Using deep learning to tag the genre, mood and instrumentation of an audio track
Over the last few years, neural networks have become the go-to technique for various music classification tasks, one of them being automatic genre tagging. Such networks, when trained properly, are powerful tools to enrich databases with metadata about audio files, i.e. tempo and musical key. At AI Music we need quick access to tools like these to use in our data pipelines. Examples of what a tagging tool could be used for: determining the bpm of a song in an automated ‘DJ mix’ in order to select a song of a fitting tempo that follows, or tagging and grouping our catalogue using key, tempo and other features.
Apart from obtaining musical key and tempo data, neural networks also give the possibility to train a system to detect the genre, mood and instrumentation of a musical piece. More accurately, it is the Convolutional Recurrent Neural Network (CRNN) that has achieved very good results in music classification. Given a big enough, accordingly labeled dataset, a Convolutional Neural Network (CNN) can be trained to be used to achieve a highly accurate music tagging tool.
In this article we will briefly explore two types of deep neural network architectures: CNN & CRNN and how they perform when trained using our datasets. Both the CNN and CRNN have been trained for the same tasks of classifying genre, mood and instrumentation. This has produced 6 models (3x CNN and 3x CRNN). The parameters of the architectures remained the same for each task, excluding some hyperparameters which have been optimised for each task individually.
Data and Features
The data that has been used to train both architectures (CNN & CRNN) consists of a large amount of Audio recordings with attached metadata containing the ground truths about the genre, mood and instrumentation of each recording. Among others, the IRMAS and MagnaTagATune datasets have been used for training. Each task has a different amount of classes: in our case the models have been trained on 30 different genres, 20 moods and 20 various instrumentation types. Here are some examples of classes for each task:
Genre: rock, indie, drum and bass, techno
Mood: sad, cheerful, eerie, euphoric
Instrumentation: tuned percussion instruments, electric guitar, violin, saxophone
Every class was randomly and evenly sampled to obtain a varied and non-skewed dataset. For faster training of the models, the data has been downsampled to 16,000 kHz and split into 30 second excerpts.
In order for the model to learn meaningful information from the audio data, it needs various features on which it can base its weight adjustments. The most common form of feature extraction method for audio classification tasks is the mel spectrogram, which is a 2-dimensional matrix containing information about features of the audio which the models can learn from. By using the famous fourier transform algorithm, we can transform the audio signal from the time domain into the frequency domain. By taking the entire frequency spectrum and performing a mathematical operation on it, we convert it to the mel scale, so that equal differences in pitches sound equally different to the listener.

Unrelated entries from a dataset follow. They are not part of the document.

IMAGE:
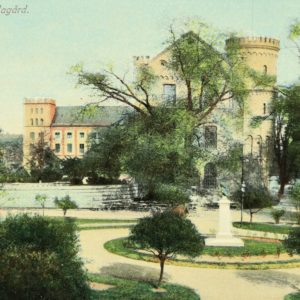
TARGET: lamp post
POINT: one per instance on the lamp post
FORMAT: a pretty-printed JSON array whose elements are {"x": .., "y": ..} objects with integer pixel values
[{"x": 242, "y": 202}]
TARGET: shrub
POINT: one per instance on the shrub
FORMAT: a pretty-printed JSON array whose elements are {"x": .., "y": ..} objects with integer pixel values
[
  {"x": 277, "y": 214},
  {"x": 65, "y": 203},
  {"x": 292, "y": 242},
  {"x": 38, "y": 260}
]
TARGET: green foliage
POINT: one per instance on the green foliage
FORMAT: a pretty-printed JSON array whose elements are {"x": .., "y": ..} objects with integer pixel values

Multi-label Classification Problem
A certain musical genre can have influences from other musical genres. A musical piece might have more than one mood associated with it. When detecting the most prominent instrument in a recording, you might want to know what the second, or even third detected instruments are. Multi-class classification can be defined as a problem where depending on an input x, the output is a distribution of probabilities for each class in y. By considering the tasks of tagging genres, moods and instruments as multi-label classification problems and assigning more than one ground truth to a high percentage of the audio tracks used for training, it is possible to get the probability values for i.e. the top 3 moods associated with a track.
CNN
Since the rise of neural networks, there have been many different types of network architectures. One of the best-performing is CNN, also known as ConvNet. This architecture resembles the human visual cortex and performs convolution operations which reduce the dimensionality of the incoming data (images, in our case spectrograms) while extracting important features for classification. In short, the architecture is able to capture spatial and temporal dependencies in a spectrogram by applying relevant filters.

CRNN
The CRNN makes use of the CNN architecture for the task of feature extraction, while using gated recurrent units (GRU) placed at the end of the architecture to summarise the temporal information of the extracted features. The GRU unit is a simplified version of the long short-term memory unit (LSTM) and has been chosen because of its quicker training time and comparable results. It is a layer which is added on top of the CNN architecture in order to know how much of the past information from previous time steps to pass along to the future, and which information to drop. This makes it possible for the network to focus on features which it deems important. **** The CRNN is based on the CNN architecture used before, with a smaller convolution kernel size and the GRU units added after the 5th convolution layer.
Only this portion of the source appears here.